Answering your question, I will challenge you that you always have a choice. Choosing to live every day is a choice. Choosing to transition is a choice. Choosing to not transition is a choice. Choosing to be kind to others is a choice. Choosing to be kind to yourself is a choice. Sometimes, some choices in life are less available to you. For instance, if I want to choose to buy a yacht, I probably cannot afford it today, so that is not an option for me. Given that circumstance, it ultimately becomes a question of what I am willing to give up for that goal. Using our yacht example, I may try to work harder to try to earn more, I may try to have more creative ways to get a better paying job, I may decide that the easiest way to get a yacht is to be an escort and earn quick money that way, or maybe I will decide to learn more about investments to grow my money so that one day I will eventually get there. Yes, it will take tine, or maybe I will never get there, but if I wanted a yacht enough, I know I will keep trying, because I have the will for it. So, before saying that you do not have options, consider what is that one other thing you haven't yet tried, that will get you one step closer to reaching for the stars.

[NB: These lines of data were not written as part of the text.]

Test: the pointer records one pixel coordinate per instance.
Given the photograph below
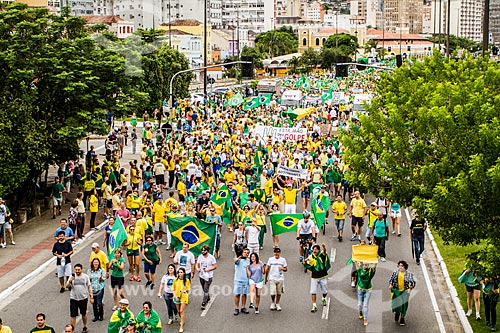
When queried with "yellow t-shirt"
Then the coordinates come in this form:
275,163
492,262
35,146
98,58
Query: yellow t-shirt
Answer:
340,208
290,196
358,207
159,212
103,258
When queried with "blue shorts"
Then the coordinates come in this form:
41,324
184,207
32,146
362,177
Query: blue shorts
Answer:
241,288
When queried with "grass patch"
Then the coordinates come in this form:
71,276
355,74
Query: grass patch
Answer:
454,257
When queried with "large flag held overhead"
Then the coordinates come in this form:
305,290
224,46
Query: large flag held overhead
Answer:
298,113
236,100
251,103
193,231
117,236
320,204
221,195
281,223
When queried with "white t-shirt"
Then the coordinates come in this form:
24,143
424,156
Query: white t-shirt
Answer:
305,228
185,260
204,263
274,273
253,234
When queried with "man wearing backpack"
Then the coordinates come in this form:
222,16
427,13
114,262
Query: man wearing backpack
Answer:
380,234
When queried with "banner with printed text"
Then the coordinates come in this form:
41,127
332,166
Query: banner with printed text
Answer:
280,134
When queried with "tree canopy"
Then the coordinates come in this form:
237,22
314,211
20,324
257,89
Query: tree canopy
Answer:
58,79
432,141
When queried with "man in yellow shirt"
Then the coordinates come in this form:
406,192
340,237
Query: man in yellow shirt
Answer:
357,212
339,208
160,227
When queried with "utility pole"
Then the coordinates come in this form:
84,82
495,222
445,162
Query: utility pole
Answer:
486,26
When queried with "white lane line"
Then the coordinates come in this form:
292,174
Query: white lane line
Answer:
326,309
435,306
209,304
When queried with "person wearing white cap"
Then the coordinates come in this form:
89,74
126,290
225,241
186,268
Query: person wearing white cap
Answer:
120,317
99,254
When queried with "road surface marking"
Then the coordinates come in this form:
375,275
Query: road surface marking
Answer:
326,309
435,306
209,304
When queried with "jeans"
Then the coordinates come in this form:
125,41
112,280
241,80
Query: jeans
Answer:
418,245
169,302
380,241
97,306
205,284
363,300
490,309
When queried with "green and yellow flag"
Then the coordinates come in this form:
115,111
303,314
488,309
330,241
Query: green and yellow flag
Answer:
281,223
193,231
117,236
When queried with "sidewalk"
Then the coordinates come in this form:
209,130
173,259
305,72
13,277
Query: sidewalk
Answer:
34,240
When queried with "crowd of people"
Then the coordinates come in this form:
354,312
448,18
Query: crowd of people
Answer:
185,155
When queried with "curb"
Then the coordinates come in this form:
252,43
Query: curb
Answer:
9,291
451,288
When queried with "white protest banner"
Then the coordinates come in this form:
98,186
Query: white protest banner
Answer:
290,172
280,134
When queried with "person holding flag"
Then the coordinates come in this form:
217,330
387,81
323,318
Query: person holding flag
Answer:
319,264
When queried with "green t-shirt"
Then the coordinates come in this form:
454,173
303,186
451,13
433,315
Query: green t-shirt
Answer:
365,278
115,271
46,329
150,252
57,190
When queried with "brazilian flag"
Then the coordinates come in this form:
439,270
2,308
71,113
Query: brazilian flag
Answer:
221,196
251,103
193,231
281,223
265,99
320,204
117,236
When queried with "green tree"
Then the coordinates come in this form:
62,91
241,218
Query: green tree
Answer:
275,43
433,143
310,58
347,44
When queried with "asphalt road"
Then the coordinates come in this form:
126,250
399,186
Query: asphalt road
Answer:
42,295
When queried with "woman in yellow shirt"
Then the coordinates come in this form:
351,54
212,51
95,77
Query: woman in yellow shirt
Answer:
94,208
181,287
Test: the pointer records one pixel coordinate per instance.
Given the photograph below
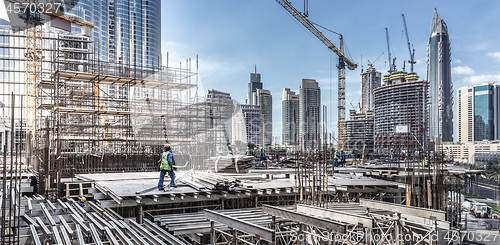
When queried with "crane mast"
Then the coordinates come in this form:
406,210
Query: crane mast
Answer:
34,53
391,63
412,52
343,61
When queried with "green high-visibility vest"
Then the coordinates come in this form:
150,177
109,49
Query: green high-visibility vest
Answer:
164,162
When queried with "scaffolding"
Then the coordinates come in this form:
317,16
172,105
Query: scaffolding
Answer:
359,134
95,116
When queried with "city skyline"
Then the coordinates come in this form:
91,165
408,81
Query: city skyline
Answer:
232,41
286,52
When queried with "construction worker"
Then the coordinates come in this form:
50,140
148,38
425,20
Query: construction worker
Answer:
262,154
342,158
425,162
82,201
336,159
166,166
248,152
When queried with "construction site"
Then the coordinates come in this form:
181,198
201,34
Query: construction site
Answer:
81,127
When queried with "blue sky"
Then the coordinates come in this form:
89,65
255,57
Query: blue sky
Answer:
230,37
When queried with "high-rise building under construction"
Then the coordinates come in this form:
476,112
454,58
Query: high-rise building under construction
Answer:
400,113
265,102
309,108
370,80
439,78
476,111
290,117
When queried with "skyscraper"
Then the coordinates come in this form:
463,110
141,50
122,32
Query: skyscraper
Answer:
126,32
496,110
309,108
221,112
265,102
253,85
439,78
248,124
290,117
400,112
476,111
370,80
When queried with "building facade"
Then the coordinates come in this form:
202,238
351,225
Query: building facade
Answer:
290,118
126,32
359,133
440,83
265,102
309,114
253,85
400,113
370,80
221,113
248,125
473,152
476,113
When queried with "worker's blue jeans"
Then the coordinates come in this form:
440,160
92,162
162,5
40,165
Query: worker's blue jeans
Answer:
162,177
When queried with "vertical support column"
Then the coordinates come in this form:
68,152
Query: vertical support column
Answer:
140,214
212,233
235,237
397,230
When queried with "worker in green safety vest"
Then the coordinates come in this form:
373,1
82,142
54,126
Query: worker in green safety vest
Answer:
425,162
166,166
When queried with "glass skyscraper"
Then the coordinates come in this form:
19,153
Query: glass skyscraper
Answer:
126,32
265,102
290,117
439,78
309,114
476,113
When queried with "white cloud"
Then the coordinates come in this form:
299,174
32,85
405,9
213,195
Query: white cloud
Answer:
462,70
495,55
479,79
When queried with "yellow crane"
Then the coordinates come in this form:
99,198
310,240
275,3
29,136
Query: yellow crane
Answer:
343,61
30,11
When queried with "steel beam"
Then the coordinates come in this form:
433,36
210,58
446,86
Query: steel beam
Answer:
95,235
111,238
47,215
336,215
113,213
138,239
79,235
51,206
162,233
405,210
79,222
65,224
123,238
57,236
148,235
34,235
45,230
66,239
29,220
249,228
335,226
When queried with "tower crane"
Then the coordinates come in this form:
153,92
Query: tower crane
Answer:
30,12
343,62
370,64
412,52
392,67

As human beings, we can only accept things that we feel are true. We cannot "accept" things that are not true because that wouldn't be "acceptance" - that will be called changing your mind.
One can accept themselves as being transgender, or you can accept yourself as cisgender - these are realities of your own mental state that you have to question yourself deeply to reach your conclusive truth.
You can also accept the fact that you have no means to pursue any means of transition medically, because of the circumstances you have. If this is what you are asking about, then I will say that this is no different than trying to convince yourself not to buy whatever you are wanting from the store - unfortunately, we can't have everything in life after all. And yes, it's probably painful, and maybe you will die from it, just like all those who didn't have enough resources to feed themselves and end up starving to death, or those who didn't have enough resources to cure their sickness and end up getting consumed by their disease. In this unfortunate world of ours, people die every day for various things they needed but was not able to obtain - and yes, they have no choice but to accept poverty because they have no means to change that.
But if you are trans to start with, and you want to convince yourself that you are cisgender instead, then what you are doing is not to convince youself to "accept" anything, but you are asking how others can help you change your mind about the conviction that you are trans. With that, nobody other than yourself can help you convince yourself to change your mind, but we can be supportive of you and walk alongside you during a difficult time, regardless of the direction you proceed in - that is what mental health support is all about. And to me, if you are able to accept yourself regardless of you being trans, cis, gay, les, bi, ace, etc is always going to give you a better mental health outcome than trying to fight with a label every day. Who cares about labels after all, it's always about how you can live a "good" life, however way you define it.
Hope that gives you some clarity regarding what you are trying to do. Best wishes, and good luck! <3
@IsaSilver
Thank you for the comment. It has offered me a very interesting perspective about the issue at hand, one that I never thought of.